Analysis of Dam Foundation in Alluvial Deposits, Method and Material Modelling

Abstract

This thesis presents a study made to analyse a gravity dam foundation on alluvial deposits. Alluvial deposits consist of fine fraction and coarse fraction which can be characterised as boulder mixed soil. The percentage fines fraction of alluvial deposits has direct impact on the engineering characteristics of soil including density compactness and consequently affect the stability of Gravity dam in alluvial deposits. In this thesis, a method is presented to analyse the performance of gravity dam in alluvial deposits at natural and improved soil conditions. For this a relation is established between the percentage of fines fraction with the bulk modulus of elasticity, shear modulus of elasticity and density. This relation is used to predict the mechanical parameters after the improvement of soil with consolidation and compaction grouting which will transform the fine fraction into a cemented material. The value of void ratio, volumetric water content, permeability of improved soil is found out as a function of decrease in percentage fine fraction. As on dam foundation the soil material is modelled as homogeneous and heterogenous material consisting different fraction of boulders and fines. FDM and FEM software are used to model the alluvial deposits at natural and improved soil conditions. Loading of dam is considered for full reservoir condition. The dam and foundation are assumed to be in plane strain condition.
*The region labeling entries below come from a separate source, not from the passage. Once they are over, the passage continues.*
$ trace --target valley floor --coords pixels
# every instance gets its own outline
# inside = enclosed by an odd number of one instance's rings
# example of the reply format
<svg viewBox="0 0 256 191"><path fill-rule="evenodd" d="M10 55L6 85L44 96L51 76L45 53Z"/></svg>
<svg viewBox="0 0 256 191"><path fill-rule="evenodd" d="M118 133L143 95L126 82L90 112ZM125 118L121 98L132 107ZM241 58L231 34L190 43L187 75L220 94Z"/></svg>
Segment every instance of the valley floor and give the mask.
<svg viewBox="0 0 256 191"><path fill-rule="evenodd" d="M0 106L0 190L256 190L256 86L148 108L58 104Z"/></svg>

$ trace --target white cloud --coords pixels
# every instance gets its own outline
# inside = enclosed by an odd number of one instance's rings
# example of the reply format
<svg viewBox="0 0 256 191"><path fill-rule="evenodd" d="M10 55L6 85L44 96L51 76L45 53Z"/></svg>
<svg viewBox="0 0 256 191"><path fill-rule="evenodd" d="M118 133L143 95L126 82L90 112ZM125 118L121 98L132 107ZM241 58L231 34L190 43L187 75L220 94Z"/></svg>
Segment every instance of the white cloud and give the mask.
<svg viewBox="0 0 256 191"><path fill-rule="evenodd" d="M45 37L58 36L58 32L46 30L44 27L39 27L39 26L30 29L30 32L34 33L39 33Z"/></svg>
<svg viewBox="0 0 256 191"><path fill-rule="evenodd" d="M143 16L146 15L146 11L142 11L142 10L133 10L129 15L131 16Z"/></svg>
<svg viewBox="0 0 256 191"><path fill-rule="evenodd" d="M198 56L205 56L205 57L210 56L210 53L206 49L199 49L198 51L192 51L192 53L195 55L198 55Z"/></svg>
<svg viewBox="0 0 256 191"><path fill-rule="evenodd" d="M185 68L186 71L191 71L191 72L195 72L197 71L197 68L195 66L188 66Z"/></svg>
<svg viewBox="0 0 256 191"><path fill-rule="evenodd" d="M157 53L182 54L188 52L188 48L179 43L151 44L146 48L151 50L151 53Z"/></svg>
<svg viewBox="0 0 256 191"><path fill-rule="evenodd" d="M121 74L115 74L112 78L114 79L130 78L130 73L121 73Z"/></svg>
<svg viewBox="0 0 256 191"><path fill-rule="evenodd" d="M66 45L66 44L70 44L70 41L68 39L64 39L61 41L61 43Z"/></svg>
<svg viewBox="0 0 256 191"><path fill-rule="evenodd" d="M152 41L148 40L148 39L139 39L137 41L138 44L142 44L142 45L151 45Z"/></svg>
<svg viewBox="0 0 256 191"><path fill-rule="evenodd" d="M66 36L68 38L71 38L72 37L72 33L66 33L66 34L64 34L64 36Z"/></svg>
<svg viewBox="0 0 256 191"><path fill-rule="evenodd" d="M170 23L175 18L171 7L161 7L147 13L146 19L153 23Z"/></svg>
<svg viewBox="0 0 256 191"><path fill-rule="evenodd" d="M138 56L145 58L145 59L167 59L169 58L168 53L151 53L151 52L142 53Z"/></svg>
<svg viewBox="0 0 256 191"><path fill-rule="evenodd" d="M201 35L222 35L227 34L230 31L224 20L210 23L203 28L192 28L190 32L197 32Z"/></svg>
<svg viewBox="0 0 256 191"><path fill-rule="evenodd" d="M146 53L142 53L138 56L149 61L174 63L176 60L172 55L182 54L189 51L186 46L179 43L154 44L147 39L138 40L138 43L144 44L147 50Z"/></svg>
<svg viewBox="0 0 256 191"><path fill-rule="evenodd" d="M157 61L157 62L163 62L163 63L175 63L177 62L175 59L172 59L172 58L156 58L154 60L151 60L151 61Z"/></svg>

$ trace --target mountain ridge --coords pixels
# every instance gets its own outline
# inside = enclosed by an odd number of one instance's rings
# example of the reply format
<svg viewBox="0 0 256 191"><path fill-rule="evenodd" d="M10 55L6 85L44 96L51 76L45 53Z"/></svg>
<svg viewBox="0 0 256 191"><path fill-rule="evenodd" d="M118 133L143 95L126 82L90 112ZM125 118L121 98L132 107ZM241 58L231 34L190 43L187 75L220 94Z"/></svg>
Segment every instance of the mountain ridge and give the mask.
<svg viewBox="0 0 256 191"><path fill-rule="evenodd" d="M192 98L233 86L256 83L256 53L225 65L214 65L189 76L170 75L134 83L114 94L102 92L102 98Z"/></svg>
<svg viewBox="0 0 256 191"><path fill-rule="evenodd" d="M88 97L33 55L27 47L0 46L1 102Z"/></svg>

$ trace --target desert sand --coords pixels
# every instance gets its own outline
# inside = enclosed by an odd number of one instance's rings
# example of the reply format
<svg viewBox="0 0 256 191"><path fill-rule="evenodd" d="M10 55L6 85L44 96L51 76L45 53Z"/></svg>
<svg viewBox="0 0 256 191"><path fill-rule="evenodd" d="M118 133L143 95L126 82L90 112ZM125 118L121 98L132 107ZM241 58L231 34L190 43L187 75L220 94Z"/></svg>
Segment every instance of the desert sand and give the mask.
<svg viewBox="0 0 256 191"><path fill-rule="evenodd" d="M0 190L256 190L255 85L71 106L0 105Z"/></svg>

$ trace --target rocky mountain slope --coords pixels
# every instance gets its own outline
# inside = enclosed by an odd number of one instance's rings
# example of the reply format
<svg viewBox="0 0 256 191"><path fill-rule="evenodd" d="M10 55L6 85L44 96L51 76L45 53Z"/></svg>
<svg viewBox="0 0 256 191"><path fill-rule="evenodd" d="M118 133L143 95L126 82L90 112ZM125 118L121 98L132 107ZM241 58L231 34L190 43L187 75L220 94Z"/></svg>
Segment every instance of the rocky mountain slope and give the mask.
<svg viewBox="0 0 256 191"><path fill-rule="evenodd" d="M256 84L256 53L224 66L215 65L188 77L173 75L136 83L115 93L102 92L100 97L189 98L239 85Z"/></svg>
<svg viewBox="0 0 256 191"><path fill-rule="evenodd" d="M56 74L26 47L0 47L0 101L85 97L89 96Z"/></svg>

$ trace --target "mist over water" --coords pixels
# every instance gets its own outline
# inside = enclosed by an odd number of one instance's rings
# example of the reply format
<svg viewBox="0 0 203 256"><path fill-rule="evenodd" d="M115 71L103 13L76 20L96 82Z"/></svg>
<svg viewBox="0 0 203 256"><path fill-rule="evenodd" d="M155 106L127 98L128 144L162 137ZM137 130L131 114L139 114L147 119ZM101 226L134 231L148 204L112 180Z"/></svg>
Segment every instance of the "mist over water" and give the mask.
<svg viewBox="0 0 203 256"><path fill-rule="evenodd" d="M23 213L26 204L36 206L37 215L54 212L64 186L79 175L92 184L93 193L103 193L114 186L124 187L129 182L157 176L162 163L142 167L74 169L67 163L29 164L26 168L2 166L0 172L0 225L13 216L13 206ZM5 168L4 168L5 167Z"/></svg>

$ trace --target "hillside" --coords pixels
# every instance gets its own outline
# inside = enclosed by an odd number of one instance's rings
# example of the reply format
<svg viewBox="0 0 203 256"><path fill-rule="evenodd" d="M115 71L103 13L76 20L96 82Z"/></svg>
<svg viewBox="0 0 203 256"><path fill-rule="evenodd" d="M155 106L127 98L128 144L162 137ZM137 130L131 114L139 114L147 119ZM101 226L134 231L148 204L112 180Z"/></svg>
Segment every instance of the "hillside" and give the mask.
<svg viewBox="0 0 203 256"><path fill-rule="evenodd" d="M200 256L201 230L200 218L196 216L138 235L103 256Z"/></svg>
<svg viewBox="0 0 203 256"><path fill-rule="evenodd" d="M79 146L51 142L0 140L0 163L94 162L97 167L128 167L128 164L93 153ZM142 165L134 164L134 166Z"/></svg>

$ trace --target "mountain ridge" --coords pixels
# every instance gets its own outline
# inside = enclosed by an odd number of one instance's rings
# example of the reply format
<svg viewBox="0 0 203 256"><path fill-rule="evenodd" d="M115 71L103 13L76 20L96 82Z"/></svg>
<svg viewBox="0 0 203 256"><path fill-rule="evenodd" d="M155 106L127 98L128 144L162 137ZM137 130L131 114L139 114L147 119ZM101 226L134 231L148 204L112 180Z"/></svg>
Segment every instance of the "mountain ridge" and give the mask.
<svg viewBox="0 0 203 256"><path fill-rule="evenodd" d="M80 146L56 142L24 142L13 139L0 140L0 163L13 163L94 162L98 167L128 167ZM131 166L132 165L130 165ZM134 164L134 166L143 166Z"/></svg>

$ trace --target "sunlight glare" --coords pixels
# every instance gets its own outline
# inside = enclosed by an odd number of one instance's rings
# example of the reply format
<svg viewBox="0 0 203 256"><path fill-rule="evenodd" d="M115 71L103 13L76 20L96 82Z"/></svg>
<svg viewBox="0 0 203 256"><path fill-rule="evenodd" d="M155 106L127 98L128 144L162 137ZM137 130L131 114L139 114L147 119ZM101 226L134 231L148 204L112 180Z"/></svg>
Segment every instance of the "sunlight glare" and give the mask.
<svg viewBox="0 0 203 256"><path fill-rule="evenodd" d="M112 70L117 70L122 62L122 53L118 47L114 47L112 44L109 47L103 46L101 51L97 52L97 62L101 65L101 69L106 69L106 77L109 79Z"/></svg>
The results from FDM and FEM analysis demonstrated the decrease deformation, porewater pressure and seepage in dam foundation with the decrease in percentage fine fraction in alluvial soil. The numerical analysis results showed that heterogenous material distribution better represent the ground condition. Seepage analysis results with and without cutoff wall shows the decrease in seepage with decrease in percentage fine fraction. The dam foundation is analysed for vertical stress, vertical deformation, porewater pressure, and seepage.